Tiene un grito de batalla que profiere en la reunión de gerentes, y opaca alguna sonrisa educada al visitar la fábrica. “Aquí no queremos sindicatos”.

Los mejores momentos de esta vida se viven a oscuras. Para el cinéfilo del siglo pasado la cuarentena hubiera sido una maldición, una prohibición bíblica de volver una y otra vez al encanto de las salas oscuras. Su sucedáneo globalizador son las plataformas, el streaming.

Los Netflix, AppleTV o Amazon de este mundo, refugio al menos temporal del encanto de la imagen. Un género habitualmente esquivo a las pantallas ha sido el del documental, relegado, salvo honrosas excepciones, a la televisión o algún cenáculo de especialistas. El género revive, afortunadamente, gracias a las insaciables plataformas, necesitadas ya no de películas sino ¡horror de horrores!, de productos, si a la jerga actual hemos de creer. En esta debacle, para los pescadores de extrañezas, el río revuelto trae, de vez en cuando, alguna joya.

Una de ellas es American Factory, un filme independiente que, vaya usted a saber cómo hizo su ruta hacia Netflix.
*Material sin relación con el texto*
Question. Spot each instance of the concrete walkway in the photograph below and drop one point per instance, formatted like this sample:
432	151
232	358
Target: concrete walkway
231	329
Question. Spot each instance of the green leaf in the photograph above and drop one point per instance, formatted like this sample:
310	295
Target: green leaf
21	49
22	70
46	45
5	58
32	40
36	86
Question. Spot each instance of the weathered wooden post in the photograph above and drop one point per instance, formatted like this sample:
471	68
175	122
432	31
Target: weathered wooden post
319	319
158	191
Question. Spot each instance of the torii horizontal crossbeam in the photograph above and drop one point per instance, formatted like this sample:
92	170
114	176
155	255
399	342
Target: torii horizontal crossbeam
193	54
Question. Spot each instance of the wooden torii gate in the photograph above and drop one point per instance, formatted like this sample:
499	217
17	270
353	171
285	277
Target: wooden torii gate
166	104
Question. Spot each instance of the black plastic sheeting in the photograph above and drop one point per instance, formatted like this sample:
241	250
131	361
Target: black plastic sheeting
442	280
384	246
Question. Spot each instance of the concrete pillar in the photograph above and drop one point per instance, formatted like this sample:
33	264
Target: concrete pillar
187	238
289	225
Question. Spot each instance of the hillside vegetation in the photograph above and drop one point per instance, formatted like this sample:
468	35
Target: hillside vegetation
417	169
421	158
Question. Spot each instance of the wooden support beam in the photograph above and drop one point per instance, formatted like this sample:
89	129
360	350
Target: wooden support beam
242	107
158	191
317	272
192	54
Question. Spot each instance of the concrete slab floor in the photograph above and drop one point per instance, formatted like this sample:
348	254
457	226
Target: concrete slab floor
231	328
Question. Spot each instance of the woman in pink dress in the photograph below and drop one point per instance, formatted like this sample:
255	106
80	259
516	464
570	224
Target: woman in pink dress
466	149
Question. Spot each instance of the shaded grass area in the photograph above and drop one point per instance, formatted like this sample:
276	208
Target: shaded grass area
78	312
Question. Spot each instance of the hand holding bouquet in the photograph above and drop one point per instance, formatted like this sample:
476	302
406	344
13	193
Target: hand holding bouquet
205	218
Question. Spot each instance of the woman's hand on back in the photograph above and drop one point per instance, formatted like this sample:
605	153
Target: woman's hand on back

La premisa es sencilla, tanto como la historia que cuenta. En 2008, cerca de Dayton, Ohio, una planta de General Motors cierra sus puertas, vapuleada por la crisis financiera que ya casi parecía olvidada. El colapso de la planta trae consigo el de la ciudad a la que nutre. Pasan siete largos años antes que la luz se haga al fondo de un túnel. La solución la trae una compañía china, la Fuyao, que compra la planta. Y en un arranque de grandeza mercadológica, permite que dos cineastas estadounidenses Steven Bognar y Julia Reichert, documenten la reapertura, la transición y el cruce de culturas. El resultado es un filme desopilante, de una inteligencia devastadora y una sabiduría narrativa como pocas veces se ve.

Porque los directores parten de la idea de opinar muy poco y registrar mucho. Tal vez por eso la historia empieza en China, con la ilusión de los obreros que irán a hacer la América y sus ideas sobre el mundo que les espera. Y de ahí salta a la inducción que reciben de parte del infaltable departamento de Recursos Humanos que les explica cómo es el “way of life” americano. “Son muy naturales”, “dicen lo que piensan”, “se visten informalmente, si ustedes ven un hombre de bermudas en París, seguro que es americano”. Y al mismo tiempo registran el otro lado del espejo: la ilusión de ver al pueblo revivir, la posibilidad de volver a un nivel de vida perdido o la nostalgia por un pasado que se fue y tal vez vuelva.

Ambas visiones se escrachan contra la realidad. Los chinos, disciplinados por siglos de confucianismo y décadas de comunismo difícilmente entienden el informalismo occidental, en tanto que los americanos tienen dificultad con sus nuevos colegas (y superiores). Y la cámara es capaz de registrar momentos inefables: “Estos americanos son muy ineficientes”, le comenta un supervisor chino a su gerente, que lo mira asintiendo. Pero también es capaz de registrar momentos de ternura y de amistad que salta por encima de las culturas. Al mismo tiempo la gerencia local no puede comprender la insuperable capacidad de trabajo de los chinos y la película insinúa una grieta, ampliada por la barrera del idioma, que se abre cuando entra en escena el dueño de la Fuyao.

Tiene un grito de batalla que profiere en la reunión de gerentes, y opaca alguna sonrisa educada al visitar la fábrica. “Aquí no queremos sindicatos”. Tiene razón. Los sindicatos disminuyen la productividad, levantan banderas reivindicativas y buscan dar una voz a los obreros que han atisbado al sistema chino. “Antes ganaba 27 dólares la hora, ahora gano 12”, comenta una empleada. Por supuesto los políticos entran en escena y apoyan, nada más y nada menos que en los discursos de apertura de la  fábrica, la opción sindical. Hay algunos ecos de Norma Rae, aquella lejana película de 1979 en la que Sally Field lideraba a los obreros (y ganaba). El  otro referente es Michael Moore que en 1989 se lamentaba por el cierre de una fábrica de la General Motors en su pueblo natal, Flint.